With her ankle-high "gangaree" lifted and tucked into her waist, Ma would lean backwards and make her calling sound so that the chickens knew it was feeding time.
"Ah! Ah! Ah!" Ma sang into the evening. The chickens ran to her as if shot from catapults, half flying off the ground with excitement. She would toss the wet, soaked pieces of roti into a roiling sea of feathers, a flapping of murderous wings being wielded as clubs, and a well-established pecking order. Some of the pieces of roti would either be too large, or remained stubbornly resistant to the water-soak in the chipped enamel plate. And so, a few chickens stood outside the feeding circle, struggling and choking to get the tough roti down, eyes bulging, necks thrusting up and out with herculean, peristaltic effort.
Their quota of the evening feed would be significantly reduced when Ma and I went "Up-the-Hill" to gather firewood. I would quickly pocket the few pieces of this old and hard roti when she was safely out of the way in the cattle pen. The roti was as stiff as a piece of board. Some of the pieces when snapped sounded like the breaking of dry twigs.
Ma was a quick walker. She made up for her diminutiveness with a pace that quickly lengthened the distance between us as she strode. Of course, I malingered – kicking a pebble or two, or stopping with some exaggeration to inspect a dead insect on the dusty, gravel road. My ulterior motive was to have her put as much distance between us after she crossed the bridge under which the river flowed.
It was dark under the bridge where the river disappeared on one side, to emerge with effervescence into the sparkling light on the other. Ma would be striding up the hill when I dropped a few pieces of the purloined roti into the water on one side of the bridge. I would quickly run to the other side to watch it emerge.
Following the roti as it floated away with the current were sleek, lithe fish. They lived under the bridge, in the shadows and among the weeds that grew there. They emerged to chase the roti, grabbing it with a plop on the surface and pulling it down and back under the bridge.

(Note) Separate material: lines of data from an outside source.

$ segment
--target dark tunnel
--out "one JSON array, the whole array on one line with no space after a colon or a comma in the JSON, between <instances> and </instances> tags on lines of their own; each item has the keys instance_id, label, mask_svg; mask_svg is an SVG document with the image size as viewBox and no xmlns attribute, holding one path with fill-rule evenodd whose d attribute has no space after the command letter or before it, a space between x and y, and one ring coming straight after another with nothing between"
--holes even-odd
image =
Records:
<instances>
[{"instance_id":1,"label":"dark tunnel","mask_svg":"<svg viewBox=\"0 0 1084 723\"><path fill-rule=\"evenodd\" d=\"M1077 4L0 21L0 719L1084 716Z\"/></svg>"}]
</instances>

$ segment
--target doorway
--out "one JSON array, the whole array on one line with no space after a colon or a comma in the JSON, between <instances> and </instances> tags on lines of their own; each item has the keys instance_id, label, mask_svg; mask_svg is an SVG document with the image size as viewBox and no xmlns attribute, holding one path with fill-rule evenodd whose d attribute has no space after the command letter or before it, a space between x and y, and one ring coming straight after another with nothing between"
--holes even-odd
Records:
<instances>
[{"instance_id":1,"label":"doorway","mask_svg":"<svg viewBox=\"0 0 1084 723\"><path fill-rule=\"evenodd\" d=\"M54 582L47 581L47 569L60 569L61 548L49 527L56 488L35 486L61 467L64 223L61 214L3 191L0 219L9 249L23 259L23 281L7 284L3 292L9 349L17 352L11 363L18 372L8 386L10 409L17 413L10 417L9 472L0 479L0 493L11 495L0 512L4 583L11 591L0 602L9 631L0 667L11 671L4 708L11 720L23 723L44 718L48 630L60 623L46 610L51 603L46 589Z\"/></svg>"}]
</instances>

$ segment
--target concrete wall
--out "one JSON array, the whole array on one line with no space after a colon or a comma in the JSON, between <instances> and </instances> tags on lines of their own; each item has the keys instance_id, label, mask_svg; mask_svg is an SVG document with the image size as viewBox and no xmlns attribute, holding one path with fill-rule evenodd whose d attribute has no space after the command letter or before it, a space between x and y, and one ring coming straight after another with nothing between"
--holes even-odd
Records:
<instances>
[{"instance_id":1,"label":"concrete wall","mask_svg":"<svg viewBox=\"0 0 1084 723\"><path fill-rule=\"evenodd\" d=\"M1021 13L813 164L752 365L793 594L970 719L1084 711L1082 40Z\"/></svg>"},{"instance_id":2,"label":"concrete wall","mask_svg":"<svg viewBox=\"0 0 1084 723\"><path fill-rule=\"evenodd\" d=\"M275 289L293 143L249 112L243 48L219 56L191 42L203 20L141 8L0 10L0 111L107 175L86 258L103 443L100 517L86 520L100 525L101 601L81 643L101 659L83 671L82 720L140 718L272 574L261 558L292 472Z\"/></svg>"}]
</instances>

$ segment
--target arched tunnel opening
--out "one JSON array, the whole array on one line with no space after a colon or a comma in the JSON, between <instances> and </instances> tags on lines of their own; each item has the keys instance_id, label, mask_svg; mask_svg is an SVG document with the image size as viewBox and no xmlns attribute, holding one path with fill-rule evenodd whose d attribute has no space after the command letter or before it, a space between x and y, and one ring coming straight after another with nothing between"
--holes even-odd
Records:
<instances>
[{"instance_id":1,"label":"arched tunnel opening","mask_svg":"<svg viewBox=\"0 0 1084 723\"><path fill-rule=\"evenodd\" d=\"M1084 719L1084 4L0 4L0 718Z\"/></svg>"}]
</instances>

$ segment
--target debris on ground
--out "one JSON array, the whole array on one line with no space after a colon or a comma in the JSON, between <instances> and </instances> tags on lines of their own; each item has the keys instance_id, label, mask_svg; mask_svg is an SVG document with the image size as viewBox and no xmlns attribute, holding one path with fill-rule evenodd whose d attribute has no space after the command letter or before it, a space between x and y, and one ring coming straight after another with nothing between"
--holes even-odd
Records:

Sometimes there was a roiling, similar to the chickens, as the fish competed for the roti crusts.
At times I would be rewarded with the appearance of a fish as long and thick as my youthful person. It would glide out of the darkness, causing the smaller fish to scatter like torpedoes. A row of sharp teeth would grab the roti and immediately reject it with a contemptuous shake of the large head. As it arrived, so the fish left – a flash of silver and then the renewed gurgle of a timeless, flowing river.
By then Ma would be calling insistently from the distance. The wind would bring her voice down from the slope of the hill, its tone a thrill of vexation. I knew well that to push an extended stay on the bridge over the river could turn disastrous when I caught up with her. A wilderness of shrubs thrived on the hill. A "switch" was just too handy for Ma to "crack" a few lashes on my tiny legs, with a stinging reminder on my thin behind, as she intoned that I could fall into the river.
We gathered firewood from under the mango tree. It was tall with boughs that grew out of a solid trunk that would take more than a few boys my age to wrap their arms around. The wind that had carried Ma's calls to me was a gentle flutter among its leaves. Among the green were hints of yellow, ripening mangoes.
I aimed for the sky, fruitlessly pelting with Ma's gathered firewood. I could reach only the lower branches. Ma's hard work became permanently entangled. No mangoes fell.
"This child over harden," she would say, holding the small of her back with both hands and shaking her head at the smaller bundle of firewood. As we trudged home, I wondered what she would say when she discovered the roti missing that she used for chicken feed.